Announcing a Summer Workshop on Argument-Centered Instruction in the Chicago Suburbs

April 26, 2017 Les Lynn New Projects, News

Argument-Centered Education has been asked to provide a two-day workshop at Homewood-Flossmoor High School (999 Kedzie Ave., Flossmoor, IL), in the suburbs of Chicago this summer.  Taking place all day on July 27th and 28th, and part of Homewood-Flossmoor University, high school teachers from across the Chicago area (and beyond), and from across disciplines, are invited to register for the course, entitled

Become an ACE Teacher with Argument-Centered Education: A Cross-Disciplinary Framework for Construction and Supporting Academic Assertions

Registration for the course is only $100 for non-HF teachers.  Professional development certified credit will be provided.  The registration deadline is approaching, and the course is filling up, so register today at this site, and find out more information about more information on Homewood Flossmoor University at this site.

“We’re so pleased that Argument-Centered Education will be presenting at Homewood Flossmoor University this summer. We look forward to the training teachers will receive in teaching students to think, read, and write more critically, using argumentation across disciplines,” proclaimed Dr.
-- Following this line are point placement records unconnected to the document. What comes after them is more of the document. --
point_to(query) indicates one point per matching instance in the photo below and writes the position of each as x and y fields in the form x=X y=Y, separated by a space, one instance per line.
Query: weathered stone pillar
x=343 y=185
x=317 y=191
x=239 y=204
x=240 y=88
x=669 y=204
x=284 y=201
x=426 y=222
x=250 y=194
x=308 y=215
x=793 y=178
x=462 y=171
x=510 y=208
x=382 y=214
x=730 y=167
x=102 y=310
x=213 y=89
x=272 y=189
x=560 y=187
Nancy Spaniak, Director of Curriculum, Instruction, and Professional Development for Homewood-Flossmoor District 233.

The course will be highly engaging and interactive, focused more on praxis than pedagogy, and as teachers will be working with their current curriculum and producing argumentalized, more critical thinking intensive, and more productive versions of it for use in SY2018, this course is recommended for all teachers at all experience levels with the use of argument in the classroom.

More details of the course objectives and sequenced agenda follow.

Course Objectives

1) Teachers will be introduced to and understand the most important cross-disciplinary forms and language of academic argument

2) Teachers will be given, and assimilate, an introduction to the pedagogy of argument-centered instruction: why and how it works to build critical thinking skills, improve literacy, and authentically prepare students for college

3) Teachers will work with models of argument-centered instruction in their discipline, acquiring a basic familiarity with these models through direct experience

4) Teachers will learn the five-step process of argumentalizing instruction, and will leave with a developed, specific argumentalization of a first-quarter lesson, activity, project, or assessment

Course Sequence

This two-day course is organized into four sequenced programs.
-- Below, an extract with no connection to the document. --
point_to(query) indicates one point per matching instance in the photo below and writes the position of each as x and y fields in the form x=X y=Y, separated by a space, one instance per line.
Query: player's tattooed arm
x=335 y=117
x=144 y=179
Experiencing Argument-Centered Pedagogy Through Initial Praxis

We will begin with a SPontaneous ARgumentation (SPAR) Debate Activity on the issue of whether public college in the United States should be free (an issue chosen to be accessible, relevant to all secondary teachers, and of broad interest).  Through this practical, engaging opening of the workshop, teachers will be introduced to the foundational pillars of argument-centered pedagogy: the standard of evidence and the standard of responsiveness.  In an argument-centered classroom, all views, claims, conclusions, solutions, assertions have to be supported by aligned, credible, sufficient, and reasoned evidence.  And all arguments are made in relation and response to other arguments, either explicitly made (as in a classroom debate) or implied or hypothetically referenced (as in argument writing when responding to interpolated counter-arguments).

Exploring, Reflecting on, and Discussing Argument-Centered Pedagogy

We will take a journey through the theoretical basis for using argument to organize and elevate instruction, across disciplines.  We will contrast it with other ways of teaching, identifying areas in which it excels.  We will work through its close connections to the new SAT and other national assessments and standards.  And we will engage in reflection and discussion on these pedagogical components, and their relationship to current H-F instructional strategies and practices.
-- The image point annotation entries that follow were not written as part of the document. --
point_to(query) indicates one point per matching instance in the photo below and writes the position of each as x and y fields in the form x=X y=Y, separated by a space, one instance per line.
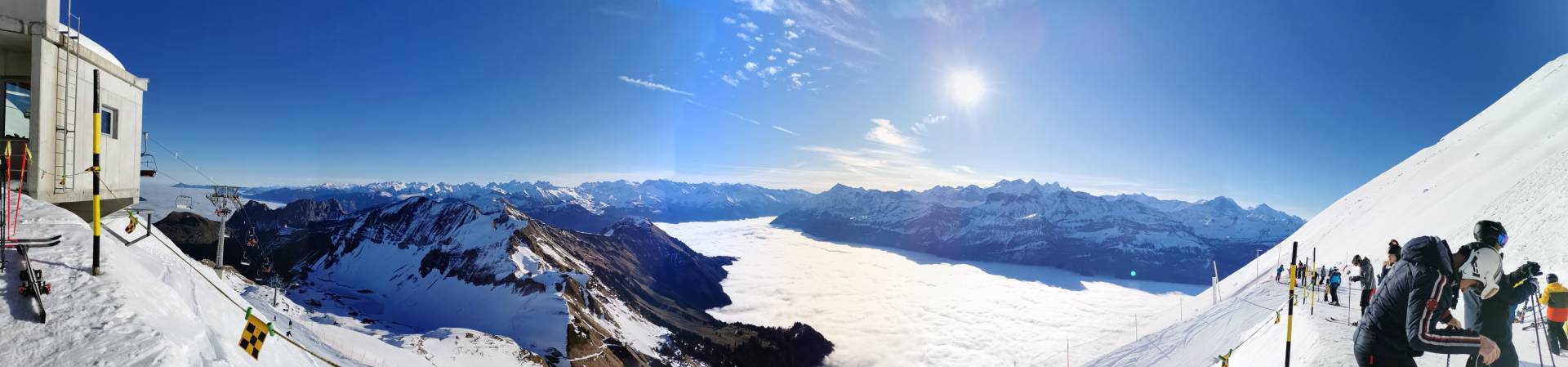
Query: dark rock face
x=1048 y=225
x=673 y=286
x=587 y=208
x=630 y=261
x=283 y=235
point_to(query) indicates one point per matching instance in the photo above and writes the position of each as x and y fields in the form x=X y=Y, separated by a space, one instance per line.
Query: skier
x=1366 y=283
x=1556 y=300
x=1392 y=257
x=1300 y=273
x=1404 y=320
x=1333 y=288
x=1494 y=305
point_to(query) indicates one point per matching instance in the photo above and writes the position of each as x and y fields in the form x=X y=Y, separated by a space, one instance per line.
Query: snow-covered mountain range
x=1051 y=225
x=586 y=208
x=1508 y=163
x=629 y=295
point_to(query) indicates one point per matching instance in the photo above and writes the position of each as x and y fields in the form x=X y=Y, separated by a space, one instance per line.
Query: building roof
x=95 y=47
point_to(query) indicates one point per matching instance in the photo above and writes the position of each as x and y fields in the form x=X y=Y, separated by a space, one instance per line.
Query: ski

Application of Argument-Centered Instruction Through Resource Models

We will work with a set of argument-centered instructional models that will be selected to correspond with courses taught by participating teachers.  Teachers will have the opportunity to learn how to use these models through engaging, hands-on exercise and classroom simulations.  We will reflect on the strengths and limitations of each resource model.

Argumentalizing Instruction

We will focus here on putting into use the professional learning that we have done through the first three programs.  Teachers will learn the five step process to argumentalize their own instruction.  They will respond to a survey on how they use argument and what sites they see for further argumentalization.  Teachers will conclude the workshop by outlining and developing one argumentalized first quarter lesson, activity, project, or assessment.  From these curriculum samples we will generate discussion and feedback from the collective.